Zahlreiche Ritterturniere und Waffenübungen erhöhen die inszenierte Attraktivität und erweisen sich als echte Publikumsmagneten. Weit über 100.000 Schaulustige aus ganz Europa geraten dabei in ihren Bann, und sie brennen geradezu darauf, die spektakulären Attacken berittener Slawenvölker gegen die Kreuzritterstreitmacht hautnah zu erleben. In den ereignisarmen Sommermonaten ist die aufwendig inszenierte Historienmalerei vor geschichtsnatürlicher Kulisse jedenfalls konkurrenzlos und das mediale Getöse um die sichere Niederlage des Deutschen Ritterordens ungeteilt. Kein Sender, keine Zeitung und schon gar kein Internetportal darf es sich leisten, die professionell aufgezogene Veranstaltung zu verpassen.

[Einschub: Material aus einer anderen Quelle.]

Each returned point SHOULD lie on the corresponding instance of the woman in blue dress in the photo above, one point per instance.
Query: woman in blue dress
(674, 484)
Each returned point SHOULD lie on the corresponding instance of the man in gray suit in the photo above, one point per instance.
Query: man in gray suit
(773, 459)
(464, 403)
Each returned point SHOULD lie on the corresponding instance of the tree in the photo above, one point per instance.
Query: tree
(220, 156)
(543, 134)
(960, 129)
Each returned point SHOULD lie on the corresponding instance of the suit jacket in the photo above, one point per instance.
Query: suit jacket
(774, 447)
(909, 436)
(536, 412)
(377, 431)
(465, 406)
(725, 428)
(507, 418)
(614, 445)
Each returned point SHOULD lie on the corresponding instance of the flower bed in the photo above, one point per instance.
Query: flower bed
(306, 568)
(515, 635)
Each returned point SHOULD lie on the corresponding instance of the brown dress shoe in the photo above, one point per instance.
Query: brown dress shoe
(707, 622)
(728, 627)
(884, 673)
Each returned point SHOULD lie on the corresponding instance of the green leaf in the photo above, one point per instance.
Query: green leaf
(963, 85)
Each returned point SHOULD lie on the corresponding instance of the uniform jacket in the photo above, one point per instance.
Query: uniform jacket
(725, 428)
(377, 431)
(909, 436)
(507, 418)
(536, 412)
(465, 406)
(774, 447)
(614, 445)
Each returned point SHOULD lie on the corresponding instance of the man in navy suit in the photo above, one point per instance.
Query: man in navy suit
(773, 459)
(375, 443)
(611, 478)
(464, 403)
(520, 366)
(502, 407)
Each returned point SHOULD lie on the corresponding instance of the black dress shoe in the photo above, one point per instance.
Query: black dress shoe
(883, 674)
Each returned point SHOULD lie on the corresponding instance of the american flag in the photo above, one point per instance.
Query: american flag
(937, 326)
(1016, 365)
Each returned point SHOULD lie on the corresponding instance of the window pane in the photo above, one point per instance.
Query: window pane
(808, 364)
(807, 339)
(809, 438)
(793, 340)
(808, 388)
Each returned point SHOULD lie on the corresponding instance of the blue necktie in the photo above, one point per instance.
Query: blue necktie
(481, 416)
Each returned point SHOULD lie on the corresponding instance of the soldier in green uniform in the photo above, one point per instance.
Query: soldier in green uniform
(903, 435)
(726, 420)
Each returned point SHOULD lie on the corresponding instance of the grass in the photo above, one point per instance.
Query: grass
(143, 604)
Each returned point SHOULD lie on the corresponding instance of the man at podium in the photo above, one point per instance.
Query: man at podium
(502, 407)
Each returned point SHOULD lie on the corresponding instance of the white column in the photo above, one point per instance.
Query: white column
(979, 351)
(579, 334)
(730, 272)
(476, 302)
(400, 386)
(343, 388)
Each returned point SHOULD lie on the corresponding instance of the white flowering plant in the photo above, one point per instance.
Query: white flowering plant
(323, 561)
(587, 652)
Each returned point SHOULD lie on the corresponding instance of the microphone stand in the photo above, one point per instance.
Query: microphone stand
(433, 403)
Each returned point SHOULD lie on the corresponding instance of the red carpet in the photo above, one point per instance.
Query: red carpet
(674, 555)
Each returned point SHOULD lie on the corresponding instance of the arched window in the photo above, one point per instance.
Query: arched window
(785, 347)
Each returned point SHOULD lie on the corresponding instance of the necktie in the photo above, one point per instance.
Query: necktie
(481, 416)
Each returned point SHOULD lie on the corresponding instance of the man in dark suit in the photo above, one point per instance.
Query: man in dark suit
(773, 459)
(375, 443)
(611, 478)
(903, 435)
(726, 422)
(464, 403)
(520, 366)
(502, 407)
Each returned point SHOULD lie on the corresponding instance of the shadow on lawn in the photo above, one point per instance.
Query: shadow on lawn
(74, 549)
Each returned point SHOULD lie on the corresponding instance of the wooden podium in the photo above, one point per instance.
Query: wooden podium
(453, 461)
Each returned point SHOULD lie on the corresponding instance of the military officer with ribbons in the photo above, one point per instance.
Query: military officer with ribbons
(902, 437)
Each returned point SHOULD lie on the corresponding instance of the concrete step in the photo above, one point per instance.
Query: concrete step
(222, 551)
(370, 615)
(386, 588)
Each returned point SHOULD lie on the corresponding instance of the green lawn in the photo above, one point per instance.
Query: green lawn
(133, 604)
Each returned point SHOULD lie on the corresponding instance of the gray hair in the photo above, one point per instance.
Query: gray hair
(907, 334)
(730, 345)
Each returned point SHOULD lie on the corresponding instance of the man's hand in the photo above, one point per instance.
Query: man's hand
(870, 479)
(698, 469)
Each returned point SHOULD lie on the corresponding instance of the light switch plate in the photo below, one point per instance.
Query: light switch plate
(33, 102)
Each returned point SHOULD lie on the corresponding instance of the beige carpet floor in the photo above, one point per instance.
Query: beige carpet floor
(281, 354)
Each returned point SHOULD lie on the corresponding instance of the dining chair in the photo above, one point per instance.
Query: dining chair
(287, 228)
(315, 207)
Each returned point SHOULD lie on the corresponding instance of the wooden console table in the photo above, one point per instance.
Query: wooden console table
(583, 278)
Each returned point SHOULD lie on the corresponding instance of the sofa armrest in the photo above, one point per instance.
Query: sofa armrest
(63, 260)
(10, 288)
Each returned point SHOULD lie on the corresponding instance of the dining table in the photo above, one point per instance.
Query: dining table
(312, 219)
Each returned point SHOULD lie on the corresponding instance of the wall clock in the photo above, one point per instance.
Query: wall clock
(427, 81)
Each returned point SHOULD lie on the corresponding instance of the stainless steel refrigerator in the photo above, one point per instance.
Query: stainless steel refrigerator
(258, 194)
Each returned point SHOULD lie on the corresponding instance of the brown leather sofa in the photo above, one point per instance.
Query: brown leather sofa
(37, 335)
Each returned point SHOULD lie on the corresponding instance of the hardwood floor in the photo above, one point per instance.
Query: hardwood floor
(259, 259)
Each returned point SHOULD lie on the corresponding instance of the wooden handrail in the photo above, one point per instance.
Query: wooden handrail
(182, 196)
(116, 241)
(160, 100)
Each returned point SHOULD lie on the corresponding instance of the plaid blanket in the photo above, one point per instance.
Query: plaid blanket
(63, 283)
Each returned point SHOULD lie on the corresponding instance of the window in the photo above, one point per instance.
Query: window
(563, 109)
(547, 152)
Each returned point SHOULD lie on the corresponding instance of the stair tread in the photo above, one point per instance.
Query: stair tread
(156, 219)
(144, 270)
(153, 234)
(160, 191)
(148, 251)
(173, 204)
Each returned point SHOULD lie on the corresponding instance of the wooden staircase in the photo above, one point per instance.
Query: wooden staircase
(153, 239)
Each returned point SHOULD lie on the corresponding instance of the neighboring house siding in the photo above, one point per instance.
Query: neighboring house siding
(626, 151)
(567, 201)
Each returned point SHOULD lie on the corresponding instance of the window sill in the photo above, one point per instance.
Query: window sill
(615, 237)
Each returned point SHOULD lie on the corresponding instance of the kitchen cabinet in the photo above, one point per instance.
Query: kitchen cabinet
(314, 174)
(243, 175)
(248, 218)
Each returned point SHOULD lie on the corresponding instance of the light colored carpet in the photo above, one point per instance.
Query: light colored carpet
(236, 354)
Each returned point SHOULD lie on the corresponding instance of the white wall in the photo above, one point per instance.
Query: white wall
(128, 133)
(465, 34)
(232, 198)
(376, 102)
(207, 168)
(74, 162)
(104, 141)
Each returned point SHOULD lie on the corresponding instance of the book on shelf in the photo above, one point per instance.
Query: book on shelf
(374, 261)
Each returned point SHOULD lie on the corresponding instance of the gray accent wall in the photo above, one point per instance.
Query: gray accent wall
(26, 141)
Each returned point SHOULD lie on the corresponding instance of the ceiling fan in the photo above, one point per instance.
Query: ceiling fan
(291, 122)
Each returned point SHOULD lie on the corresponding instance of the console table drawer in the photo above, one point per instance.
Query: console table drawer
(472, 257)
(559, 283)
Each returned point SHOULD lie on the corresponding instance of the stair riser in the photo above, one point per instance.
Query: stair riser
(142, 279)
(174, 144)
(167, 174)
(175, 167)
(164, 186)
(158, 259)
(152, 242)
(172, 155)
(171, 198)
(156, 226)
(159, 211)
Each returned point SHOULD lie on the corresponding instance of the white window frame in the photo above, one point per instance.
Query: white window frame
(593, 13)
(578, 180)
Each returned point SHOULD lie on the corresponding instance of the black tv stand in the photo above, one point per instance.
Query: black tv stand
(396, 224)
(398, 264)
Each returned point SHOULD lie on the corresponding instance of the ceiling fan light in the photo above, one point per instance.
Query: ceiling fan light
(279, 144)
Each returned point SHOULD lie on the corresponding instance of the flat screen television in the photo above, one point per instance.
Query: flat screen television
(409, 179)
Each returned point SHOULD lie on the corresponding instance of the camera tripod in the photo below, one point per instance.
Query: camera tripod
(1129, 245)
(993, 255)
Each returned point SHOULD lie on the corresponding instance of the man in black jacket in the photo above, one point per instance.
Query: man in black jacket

Antideutsche Ressentiments treten in den Hintergrund

Handfeste antideutsche Ressentiments, die seit dem 19. Jahrhundert immanenter Bestandteil des nationalpolnischen Grunwald-Mythos waren, wurden nicht zuletzt zu kommunistischen Zeiten bis 1990 von Eliten in Partei, Staat und Armee gekonnt als ideologische Steilvorlage für die prosowjetische Option polnischer Außenpolitik mobilisiert. In dieser Perspektive nahm der gemeinsame Sieg von Polen, Litauern, Tataren und Ruthenen gegen den nach Osten drängenden deutschen Feind den 535 Jahre späteren am Ende des Zweiten Weltkriegs bereits vorweg und legitimierte zugleich die polnische Abhängigkeit von Moskau, das nun als Garant polnischer Souveränität gegen den behaupteten deutschen Revanchismus auftreten konnte. Diese Propaganda tritt jedoch zunehmend in den Hintergrund – von gelegentlichen Ausnahmen, wie der Instrumentalisierung des Grunwald-Sieges durch polnische Boulevard-Medien anläßlich des Fußballspiels Polens gegen Deutschland bei der Fußball-Europameisterschaft 2008, einmal abgesehen. 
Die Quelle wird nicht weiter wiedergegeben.